Билби
Шрифт:
— Ах, — вздохнула она спустя мгновение, — если бы ты мог понять…
И, не договорив эту загадочную фразу, снова подставила ему губы.
Теперь вы сами видите, что здесь, среди таинств любви, просто невозможно было заводить разговор о немедленных поисках Билби и доставке его по принадлежности… Это были священные дни…
А между тем Билби скрылся и уходил сейчас к морю…
Даже катастрофа с фургоном лишь слегка омрачила счастливое настроение. Несмотря на некоторую резкость в поведении профессора (он был слегка раздражен, так как вывихнул большой палец и изрядно ушиб колено, к тому же на ухе у него была ссадина, да Уильям еще укусил его за икру), все решили отнестись к аварии юмористически. Кроме Уильяма, никто серьезно не пострадал.
— Теперь остается только, чтобы эта штука тоже сломалась, — сказала она.
— Мотоцикл может мне понадобиться, — возразил он.
— Ну, нет. Небеса свели нас вместе, а теперь господь сокрушил наши корабли. По крайней мере он сокрушил один из кораблей. Взгляните, вон луна — словно огромный щит. Это Луна — Покровительница урожая?
— Нет, — ответил капитан, вновь ударяясь в поэзию, — это Луна — Покровительница влюбленных.
— Она словно благословение небес над нашей встречей.
Да, миг был слишком благословенным, чтобы капитан мог заговорить о Билби.
Это воистину была ночь влюбленных — ночь, напоенная мягким сиянием, когда в каждом уголке словно укрывается живая тайна бытия, и сердца не просто бьются, а трепещут от волнения, и глаза сияют как звезды. После ужина все накинули шали и плащи и вышли в залитый лунным светом сад. Чета Гидж растаяла во мраке, подобно ночным бабочкам; профессор откровенно любовался своей преобразившейся Джуди. Ночь творит свои чудеса. Наши влюбленные были здесь одни; только на озере катались в лодках несколько парочек.

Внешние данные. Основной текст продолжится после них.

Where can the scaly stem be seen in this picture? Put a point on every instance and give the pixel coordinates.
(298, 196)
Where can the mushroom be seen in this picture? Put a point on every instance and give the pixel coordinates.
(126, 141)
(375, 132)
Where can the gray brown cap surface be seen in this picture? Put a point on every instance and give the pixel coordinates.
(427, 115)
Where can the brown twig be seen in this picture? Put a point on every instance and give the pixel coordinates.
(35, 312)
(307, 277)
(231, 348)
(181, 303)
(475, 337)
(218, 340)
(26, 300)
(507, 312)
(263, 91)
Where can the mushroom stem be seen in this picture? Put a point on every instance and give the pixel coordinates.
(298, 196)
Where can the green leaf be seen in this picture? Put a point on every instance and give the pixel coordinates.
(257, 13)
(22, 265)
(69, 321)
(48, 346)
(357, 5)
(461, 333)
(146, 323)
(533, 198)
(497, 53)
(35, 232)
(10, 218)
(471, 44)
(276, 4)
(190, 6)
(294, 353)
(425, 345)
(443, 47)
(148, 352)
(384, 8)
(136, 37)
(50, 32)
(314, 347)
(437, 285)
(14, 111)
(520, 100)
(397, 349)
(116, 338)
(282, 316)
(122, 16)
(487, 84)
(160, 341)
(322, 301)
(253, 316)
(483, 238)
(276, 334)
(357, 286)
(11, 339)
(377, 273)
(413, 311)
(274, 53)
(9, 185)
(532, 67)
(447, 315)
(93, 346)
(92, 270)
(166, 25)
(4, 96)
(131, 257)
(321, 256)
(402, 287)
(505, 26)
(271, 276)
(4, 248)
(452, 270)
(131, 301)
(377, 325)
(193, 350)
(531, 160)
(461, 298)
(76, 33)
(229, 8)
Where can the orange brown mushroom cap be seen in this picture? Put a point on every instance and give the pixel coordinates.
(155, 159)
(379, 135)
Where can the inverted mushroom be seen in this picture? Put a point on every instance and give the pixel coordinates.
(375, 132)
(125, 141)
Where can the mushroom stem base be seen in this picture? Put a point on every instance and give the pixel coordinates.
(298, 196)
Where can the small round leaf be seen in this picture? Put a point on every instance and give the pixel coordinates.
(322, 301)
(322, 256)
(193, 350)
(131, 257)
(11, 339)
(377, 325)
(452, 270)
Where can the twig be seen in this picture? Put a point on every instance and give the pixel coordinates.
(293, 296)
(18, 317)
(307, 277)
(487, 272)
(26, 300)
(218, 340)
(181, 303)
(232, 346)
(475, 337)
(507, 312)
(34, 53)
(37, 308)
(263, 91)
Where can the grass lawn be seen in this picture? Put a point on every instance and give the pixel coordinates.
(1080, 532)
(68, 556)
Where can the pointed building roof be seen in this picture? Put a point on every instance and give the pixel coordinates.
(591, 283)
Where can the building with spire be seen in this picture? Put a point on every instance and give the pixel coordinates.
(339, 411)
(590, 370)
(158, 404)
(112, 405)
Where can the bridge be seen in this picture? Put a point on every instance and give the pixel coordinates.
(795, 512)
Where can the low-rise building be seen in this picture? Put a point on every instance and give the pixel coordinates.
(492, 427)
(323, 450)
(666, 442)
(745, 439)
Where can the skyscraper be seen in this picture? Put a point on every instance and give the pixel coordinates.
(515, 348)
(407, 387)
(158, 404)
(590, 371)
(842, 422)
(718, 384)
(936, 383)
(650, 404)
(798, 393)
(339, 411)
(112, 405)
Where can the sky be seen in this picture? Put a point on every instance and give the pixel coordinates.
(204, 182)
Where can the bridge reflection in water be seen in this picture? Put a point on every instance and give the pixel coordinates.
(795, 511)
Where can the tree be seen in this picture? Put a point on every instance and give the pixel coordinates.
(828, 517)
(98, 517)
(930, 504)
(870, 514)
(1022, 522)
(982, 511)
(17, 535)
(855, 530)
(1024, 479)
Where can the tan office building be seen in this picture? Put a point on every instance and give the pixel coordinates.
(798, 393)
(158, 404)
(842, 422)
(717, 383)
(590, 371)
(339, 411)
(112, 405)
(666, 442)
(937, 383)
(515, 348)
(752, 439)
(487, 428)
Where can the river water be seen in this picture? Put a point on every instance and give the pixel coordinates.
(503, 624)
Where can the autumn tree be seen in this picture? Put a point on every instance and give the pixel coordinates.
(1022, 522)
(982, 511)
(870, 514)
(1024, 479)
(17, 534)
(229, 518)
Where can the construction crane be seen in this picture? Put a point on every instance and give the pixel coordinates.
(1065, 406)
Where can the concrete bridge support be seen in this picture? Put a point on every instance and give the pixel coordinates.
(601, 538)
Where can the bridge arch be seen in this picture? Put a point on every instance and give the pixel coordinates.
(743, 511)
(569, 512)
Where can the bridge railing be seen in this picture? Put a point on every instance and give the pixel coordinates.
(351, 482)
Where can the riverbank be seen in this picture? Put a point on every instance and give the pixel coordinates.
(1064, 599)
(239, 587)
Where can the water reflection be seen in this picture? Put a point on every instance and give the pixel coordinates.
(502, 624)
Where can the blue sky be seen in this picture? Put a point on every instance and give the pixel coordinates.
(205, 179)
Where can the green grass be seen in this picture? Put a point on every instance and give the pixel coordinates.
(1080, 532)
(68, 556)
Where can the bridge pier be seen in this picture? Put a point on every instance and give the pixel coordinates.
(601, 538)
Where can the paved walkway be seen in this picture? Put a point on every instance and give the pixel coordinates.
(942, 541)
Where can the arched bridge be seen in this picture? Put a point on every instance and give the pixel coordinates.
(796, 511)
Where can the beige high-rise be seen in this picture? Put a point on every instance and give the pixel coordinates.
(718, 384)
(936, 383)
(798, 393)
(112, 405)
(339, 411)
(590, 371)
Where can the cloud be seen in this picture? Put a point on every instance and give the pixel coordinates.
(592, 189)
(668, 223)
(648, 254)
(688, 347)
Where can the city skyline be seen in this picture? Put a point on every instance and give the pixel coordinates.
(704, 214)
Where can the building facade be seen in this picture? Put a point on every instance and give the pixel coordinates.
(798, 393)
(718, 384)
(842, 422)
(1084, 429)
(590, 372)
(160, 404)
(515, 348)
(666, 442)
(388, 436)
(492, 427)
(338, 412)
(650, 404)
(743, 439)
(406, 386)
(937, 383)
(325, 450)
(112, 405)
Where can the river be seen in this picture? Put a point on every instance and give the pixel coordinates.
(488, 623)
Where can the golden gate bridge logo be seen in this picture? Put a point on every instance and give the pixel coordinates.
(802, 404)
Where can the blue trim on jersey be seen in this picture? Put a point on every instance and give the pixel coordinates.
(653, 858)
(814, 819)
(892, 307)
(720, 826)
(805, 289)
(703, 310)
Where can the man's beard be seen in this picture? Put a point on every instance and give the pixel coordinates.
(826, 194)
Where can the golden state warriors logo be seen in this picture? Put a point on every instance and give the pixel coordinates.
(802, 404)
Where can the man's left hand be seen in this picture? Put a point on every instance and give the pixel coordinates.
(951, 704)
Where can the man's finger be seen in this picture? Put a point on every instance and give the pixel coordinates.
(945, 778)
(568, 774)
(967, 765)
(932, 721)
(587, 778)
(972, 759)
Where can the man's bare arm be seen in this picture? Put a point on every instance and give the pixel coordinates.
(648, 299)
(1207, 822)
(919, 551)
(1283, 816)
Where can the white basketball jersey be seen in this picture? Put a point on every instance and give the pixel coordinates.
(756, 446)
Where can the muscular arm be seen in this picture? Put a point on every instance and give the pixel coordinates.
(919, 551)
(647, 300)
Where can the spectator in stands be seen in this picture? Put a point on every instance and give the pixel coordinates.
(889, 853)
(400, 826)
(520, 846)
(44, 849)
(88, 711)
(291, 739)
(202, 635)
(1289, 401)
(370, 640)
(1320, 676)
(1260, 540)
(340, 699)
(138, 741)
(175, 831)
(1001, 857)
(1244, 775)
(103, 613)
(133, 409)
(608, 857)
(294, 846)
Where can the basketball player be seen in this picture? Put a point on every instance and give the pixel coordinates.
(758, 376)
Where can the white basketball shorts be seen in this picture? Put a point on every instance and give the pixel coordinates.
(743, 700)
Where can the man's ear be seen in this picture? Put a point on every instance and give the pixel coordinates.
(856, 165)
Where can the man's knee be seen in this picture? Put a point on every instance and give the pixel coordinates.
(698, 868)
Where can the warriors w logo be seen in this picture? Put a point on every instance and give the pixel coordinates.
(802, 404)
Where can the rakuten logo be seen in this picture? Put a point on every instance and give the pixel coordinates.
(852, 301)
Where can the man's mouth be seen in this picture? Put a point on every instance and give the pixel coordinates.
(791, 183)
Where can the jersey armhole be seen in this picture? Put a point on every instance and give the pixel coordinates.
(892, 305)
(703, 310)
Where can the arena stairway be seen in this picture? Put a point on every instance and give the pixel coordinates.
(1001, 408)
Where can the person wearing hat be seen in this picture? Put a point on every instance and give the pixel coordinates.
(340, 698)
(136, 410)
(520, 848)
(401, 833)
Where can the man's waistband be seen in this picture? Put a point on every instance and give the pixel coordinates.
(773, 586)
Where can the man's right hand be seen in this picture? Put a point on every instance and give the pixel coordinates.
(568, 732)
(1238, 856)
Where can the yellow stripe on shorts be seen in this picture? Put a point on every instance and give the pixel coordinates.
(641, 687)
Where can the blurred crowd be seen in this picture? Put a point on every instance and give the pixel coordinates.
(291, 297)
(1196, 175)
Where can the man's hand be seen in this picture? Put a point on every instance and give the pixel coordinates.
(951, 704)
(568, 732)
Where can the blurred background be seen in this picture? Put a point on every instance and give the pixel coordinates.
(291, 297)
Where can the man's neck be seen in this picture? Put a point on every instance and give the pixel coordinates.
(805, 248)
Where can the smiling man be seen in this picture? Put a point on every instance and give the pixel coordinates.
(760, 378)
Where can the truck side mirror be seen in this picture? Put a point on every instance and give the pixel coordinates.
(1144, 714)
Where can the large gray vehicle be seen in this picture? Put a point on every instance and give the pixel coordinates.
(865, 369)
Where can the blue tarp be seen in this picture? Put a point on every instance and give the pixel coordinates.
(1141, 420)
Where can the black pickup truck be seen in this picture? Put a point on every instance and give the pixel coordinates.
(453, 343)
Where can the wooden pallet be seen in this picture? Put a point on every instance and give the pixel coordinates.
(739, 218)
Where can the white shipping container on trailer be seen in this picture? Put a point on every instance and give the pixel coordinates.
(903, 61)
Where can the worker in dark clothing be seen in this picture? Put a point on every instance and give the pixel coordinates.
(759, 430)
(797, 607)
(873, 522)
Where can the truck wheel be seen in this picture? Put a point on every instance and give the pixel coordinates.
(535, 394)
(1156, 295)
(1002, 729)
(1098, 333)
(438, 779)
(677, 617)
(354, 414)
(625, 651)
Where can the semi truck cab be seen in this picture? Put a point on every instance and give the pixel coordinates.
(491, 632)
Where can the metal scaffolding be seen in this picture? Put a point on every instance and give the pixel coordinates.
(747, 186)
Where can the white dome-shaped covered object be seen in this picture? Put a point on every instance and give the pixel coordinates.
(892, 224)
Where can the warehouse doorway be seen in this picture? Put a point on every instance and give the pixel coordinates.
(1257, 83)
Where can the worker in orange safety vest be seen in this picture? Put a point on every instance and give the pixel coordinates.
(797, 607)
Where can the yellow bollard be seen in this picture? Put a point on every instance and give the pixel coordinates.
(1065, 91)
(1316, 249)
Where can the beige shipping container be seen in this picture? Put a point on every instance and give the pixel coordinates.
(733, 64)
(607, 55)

Мелодичный голос Мадлен еще некоторое время доносился до ушей двух необычайно рослых официантов, убиравших кофейную посуду со столиков на веранде, а потом все стихло…
Утро застало капитана Дугласа в отчаянии. Он горел желанием как можно скорее объяснить Мадлен, что ему просто необходимо сию же минуту разыскать Билби. Он только теперь начал понимать, какая редкая удача выскользнула у него из рук. Он упустил Билби, и теперь оставалось лишь одно — как можно скорее снова найти мальчишку, пока тот не исчез бесследно. На беду, артистические привычки мисс Филипс не позволяли ей вставать раньше полудня, и в ожидании удобной минуты для объяснения капитан волей-неволей должен был подыскать себе хоть какое-нибудь занятие.
Ведь нельзя же просто взять да и уехать без всяких объяснений.
Он коротал время на площадке для гольфа в обществе профессора Баулса.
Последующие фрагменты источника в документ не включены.